Ale and Asiago
This bread is the result of a coworker giving me a chunk of Asiago cheese and asking if I could make bread with it. A friends home brewed ale sounded like it would round out the flavors. It also has some agave syrup, and a little fresh ground pepper. 40% of the flour was in a sourdough preferment and 25% was sprouted multigrain along with AP and just a little WWW. It came out to 72% hydration with beer and water.
I can't say it is my favorite in terms of structure or taste. Got to figure out where those big holes come from, they were not planned and the crumb also has dense and too moist spots, maybe shaping is to blame. When tasting the cheese seems to have mostly disappeared even though you can see chunks of it I expected more out of assertive Asiago, it also has a slightly bitter aftertaste like it needed more sweetener. Oh well! I'll give the uncut loaf to the coworker everyone has there own tastes, maybe he will like it. I will also try it with the pot of beans that's for dinner, maybe it will go better with food instead of just butter.
The brownies in the background make up for the bread. The recipe came from Martha Stewart and it is the first time using melted bittersweet chocolate instead of dry Hershey Coco, makes a big difference. The only change made was the addition of some pecans. Decadent stuff if your into chocolate.
Stu
Comments
I'm guessing it was fast to ferment and proof with so much levain in there. .There should be a rule that beer and cheese should always be tasty in bread if you ask me. It will still probably the best bread your coworker has had in a long time.
Happy baking
That is the largest preferment I've ever used so you are probably right about the holes. It did taste better with the beans, so maybe it was a hasty first impression.

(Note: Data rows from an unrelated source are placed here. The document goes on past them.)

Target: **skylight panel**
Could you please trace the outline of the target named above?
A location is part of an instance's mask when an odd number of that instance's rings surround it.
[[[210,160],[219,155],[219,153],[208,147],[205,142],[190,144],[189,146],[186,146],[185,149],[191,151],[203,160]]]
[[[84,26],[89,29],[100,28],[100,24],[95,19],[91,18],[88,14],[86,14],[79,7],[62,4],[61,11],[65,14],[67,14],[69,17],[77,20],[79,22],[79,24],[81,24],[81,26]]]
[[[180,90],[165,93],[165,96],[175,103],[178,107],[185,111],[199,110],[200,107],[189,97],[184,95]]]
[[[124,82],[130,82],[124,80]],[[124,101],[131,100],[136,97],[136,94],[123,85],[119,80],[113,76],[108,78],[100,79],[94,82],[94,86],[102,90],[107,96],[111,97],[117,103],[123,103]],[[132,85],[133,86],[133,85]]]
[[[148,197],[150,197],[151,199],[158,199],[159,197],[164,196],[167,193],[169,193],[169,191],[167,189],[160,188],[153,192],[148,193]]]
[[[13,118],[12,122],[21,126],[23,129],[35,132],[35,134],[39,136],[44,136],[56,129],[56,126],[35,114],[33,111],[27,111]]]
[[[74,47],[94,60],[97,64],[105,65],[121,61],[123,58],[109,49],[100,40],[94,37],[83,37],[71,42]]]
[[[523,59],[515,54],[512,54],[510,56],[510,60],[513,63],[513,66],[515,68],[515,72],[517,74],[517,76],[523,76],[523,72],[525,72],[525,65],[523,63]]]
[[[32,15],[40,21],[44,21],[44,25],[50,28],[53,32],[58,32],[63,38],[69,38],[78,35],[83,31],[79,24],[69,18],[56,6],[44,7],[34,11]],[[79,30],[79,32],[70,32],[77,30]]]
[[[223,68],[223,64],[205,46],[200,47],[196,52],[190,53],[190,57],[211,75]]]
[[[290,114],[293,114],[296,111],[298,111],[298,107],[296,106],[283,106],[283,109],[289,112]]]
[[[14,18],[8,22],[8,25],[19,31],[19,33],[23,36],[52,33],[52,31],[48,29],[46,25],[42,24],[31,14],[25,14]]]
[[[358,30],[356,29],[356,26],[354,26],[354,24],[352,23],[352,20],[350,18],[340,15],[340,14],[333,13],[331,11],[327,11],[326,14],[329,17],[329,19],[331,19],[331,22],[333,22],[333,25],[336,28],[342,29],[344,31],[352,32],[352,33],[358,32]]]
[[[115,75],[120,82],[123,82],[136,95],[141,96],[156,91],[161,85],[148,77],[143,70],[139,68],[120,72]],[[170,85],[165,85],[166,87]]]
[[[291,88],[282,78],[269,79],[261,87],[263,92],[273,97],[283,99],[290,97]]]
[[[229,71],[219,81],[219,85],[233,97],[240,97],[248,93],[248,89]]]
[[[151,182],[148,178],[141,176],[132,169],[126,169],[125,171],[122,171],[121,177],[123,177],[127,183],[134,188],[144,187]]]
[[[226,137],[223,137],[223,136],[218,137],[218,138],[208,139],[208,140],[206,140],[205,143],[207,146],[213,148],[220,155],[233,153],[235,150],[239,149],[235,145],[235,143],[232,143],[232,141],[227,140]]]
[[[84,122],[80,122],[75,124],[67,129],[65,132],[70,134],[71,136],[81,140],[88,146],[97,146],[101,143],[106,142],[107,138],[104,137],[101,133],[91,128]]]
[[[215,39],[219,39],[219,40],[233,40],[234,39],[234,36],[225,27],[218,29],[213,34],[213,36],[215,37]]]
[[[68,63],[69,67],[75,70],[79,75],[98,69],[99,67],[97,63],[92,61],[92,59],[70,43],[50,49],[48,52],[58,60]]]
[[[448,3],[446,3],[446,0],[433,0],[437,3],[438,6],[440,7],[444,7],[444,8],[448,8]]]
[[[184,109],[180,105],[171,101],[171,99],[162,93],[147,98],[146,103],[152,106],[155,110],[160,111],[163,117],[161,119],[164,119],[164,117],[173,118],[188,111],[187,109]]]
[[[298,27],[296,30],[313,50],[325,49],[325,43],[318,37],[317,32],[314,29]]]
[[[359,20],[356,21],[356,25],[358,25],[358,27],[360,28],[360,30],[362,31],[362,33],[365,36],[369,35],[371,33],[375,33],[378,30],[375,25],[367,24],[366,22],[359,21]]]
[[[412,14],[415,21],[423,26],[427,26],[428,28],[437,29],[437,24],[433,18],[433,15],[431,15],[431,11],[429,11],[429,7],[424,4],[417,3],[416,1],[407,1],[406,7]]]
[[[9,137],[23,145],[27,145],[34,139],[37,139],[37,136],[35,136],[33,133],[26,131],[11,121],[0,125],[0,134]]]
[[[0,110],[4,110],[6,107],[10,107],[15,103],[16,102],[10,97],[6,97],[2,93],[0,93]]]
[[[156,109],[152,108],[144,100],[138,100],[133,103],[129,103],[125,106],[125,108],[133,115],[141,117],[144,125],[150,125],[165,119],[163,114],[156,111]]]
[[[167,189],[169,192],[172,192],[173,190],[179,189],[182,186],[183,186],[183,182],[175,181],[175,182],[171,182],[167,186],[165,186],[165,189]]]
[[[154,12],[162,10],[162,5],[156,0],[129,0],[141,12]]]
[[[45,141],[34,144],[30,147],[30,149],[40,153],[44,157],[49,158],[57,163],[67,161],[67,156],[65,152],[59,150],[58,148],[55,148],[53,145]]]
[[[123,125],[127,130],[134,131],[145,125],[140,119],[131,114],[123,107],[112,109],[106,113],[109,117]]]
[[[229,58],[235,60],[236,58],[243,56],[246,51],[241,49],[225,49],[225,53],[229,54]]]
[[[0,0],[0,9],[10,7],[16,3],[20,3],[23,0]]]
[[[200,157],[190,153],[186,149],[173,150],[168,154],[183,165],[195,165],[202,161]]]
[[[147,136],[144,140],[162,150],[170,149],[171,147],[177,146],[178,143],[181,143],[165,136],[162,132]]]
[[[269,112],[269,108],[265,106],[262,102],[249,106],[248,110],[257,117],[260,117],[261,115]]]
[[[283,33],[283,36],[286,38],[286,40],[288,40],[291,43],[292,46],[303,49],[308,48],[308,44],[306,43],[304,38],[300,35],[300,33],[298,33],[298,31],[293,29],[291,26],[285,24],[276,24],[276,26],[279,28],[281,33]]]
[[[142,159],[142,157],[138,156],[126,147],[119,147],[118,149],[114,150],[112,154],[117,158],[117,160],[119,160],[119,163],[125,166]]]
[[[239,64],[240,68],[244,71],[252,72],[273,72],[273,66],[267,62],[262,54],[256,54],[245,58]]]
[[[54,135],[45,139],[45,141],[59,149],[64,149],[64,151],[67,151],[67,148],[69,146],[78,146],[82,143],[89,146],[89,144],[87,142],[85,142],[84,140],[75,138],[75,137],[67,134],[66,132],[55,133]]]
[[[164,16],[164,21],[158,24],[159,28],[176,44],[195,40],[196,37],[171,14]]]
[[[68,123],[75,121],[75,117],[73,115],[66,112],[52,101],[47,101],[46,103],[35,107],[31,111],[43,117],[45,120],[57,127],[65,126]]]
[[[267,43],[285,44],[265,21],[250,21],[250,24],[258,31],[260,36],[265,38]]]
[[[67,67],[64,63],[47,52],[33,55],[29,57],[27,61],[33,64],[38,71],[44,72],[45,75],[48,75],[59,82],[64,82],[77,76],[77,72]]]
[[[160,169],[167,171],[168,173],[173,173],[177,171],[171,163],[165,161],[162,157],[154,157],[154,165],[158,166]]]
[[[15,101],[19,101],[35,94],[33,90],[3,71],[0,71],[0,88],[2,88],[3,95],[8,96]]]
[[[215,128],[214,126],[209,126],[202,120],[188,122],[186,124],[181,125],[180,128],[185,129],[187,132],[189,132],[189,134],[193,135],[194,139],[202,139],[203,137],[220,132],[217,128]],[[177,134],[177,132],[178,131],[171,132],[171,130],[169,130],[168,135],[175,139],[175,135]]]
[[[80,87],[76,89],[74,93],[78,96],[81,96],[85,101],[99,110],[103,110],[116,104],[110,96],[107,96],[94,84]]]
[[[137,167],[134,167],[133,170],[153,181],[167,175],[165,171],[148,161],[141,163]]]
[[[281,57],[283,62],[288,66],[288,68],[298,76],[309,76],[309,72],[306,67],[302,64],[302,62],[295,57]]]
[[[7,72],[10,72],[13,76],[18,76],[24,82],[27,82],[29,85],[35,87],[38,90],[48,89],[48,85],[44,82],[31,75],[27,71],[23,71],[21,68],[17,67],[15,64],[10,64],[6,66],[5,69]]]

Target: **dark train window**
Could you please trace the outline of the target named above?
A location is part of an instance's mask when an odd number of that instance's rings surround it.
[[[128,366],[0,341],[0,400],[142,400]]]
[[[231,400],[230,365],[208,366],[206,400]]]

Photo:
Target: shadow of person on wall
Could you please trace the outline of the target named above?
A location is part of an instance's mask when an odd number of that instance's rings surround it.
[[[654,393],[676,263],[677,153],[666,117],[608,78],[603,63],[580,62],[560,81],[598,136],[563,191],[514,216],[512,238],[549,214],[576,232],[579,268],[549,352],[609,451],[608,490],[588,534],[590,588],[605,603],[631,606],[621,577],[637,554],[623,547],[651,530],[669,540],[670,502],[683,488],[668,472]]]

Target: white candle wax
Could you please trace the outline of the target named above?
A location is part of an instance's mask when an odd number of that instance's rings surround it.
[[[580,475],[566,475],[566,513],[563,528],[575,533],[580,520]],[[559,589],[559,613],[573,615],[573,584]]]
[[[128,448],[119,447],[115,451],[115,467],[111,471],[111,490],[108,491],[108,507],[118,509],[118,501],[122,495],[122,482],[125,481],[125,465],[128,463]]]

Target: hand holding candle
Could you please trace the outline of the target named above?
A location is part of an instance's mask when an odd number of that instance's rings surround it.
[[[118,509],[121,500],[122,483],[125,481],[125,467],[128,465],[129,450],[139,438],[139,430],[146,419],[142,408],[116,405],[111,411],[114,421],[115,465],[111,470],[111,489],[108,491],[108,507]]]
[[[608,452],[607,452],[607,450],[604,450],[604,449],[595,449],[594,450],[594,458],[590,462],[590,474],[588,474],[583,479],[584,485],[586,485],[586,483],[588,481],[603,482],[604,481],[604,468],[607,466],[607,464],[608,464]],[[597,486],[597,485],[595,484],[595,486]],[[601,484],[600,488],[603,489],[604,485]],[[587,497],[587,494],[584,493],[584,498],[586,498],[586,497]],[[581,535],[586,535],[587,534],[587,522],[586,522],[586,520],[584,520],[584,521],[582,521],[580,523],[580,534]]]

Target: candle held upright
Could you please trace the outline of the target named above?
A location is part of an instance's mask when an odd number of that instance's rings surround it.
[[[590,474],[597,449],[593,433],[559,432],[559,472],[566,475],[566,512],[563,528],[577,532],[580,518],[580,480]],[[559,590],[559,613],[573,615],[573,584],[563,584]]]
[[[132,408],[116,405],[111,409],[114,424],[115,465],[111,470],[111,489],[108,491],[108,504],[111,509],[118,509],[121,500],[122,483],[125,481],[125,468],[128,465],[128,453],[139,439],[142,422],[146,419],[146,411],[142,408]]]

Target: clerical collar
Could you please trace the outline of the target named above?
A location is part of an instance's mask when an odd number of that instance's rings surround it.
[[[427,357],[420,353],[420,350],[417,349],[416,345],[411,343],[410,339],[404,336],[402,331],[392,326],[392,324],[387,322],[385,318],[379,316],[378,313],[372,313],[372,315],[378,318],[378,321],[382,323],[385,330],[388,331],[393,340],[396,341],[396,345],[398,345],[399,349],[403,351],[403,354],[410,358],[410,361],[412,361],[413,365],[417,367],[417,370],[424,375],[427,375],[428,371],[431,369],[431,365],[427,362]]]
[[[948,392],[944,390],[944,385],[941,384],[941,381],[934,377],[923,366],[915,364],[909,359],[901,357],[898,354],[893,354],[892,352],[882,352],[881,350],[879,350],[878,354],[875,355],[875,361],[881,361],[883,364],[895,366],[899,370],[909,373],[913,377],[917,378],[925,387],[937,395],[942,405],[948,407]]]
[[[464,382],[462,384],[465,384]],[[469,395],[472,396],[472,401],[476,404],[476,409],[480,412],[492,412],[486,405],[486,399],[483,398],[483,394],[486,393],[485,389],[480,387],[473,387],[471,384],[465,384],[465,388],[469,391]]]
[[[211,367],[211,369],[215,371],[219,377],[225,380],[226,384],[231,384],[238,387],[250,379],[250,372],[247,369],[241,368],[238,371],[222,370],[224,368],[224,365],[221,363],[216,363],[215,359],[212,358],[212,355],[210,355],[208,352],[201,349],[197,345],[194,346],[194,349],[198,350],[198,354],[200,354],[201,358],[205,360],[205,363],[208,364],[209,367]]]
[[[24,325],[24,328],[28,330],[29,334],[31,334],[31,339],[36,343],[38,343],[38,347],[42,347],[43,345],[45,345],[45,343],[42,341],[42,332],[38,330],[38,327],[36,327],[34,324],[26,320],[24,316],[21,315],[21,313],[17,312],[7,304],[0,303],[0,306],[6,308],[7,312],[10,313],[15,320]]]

I think that an experiment with different levels of preferment is in the offing.
Hihi,
I had this problem before, to put in my two cents worth, this could be caused by using your pre-ferment too early or too late. Try using when it matures.
When I took my class earlier this year we had experimented with a high percentage of pre-ferment, the result was more sour which makes the gluten easier to tear.
Let us know if it helps ^^
Cheers
CeciC
That just gives me something else to experiment with. Seems like there is always another path to follow.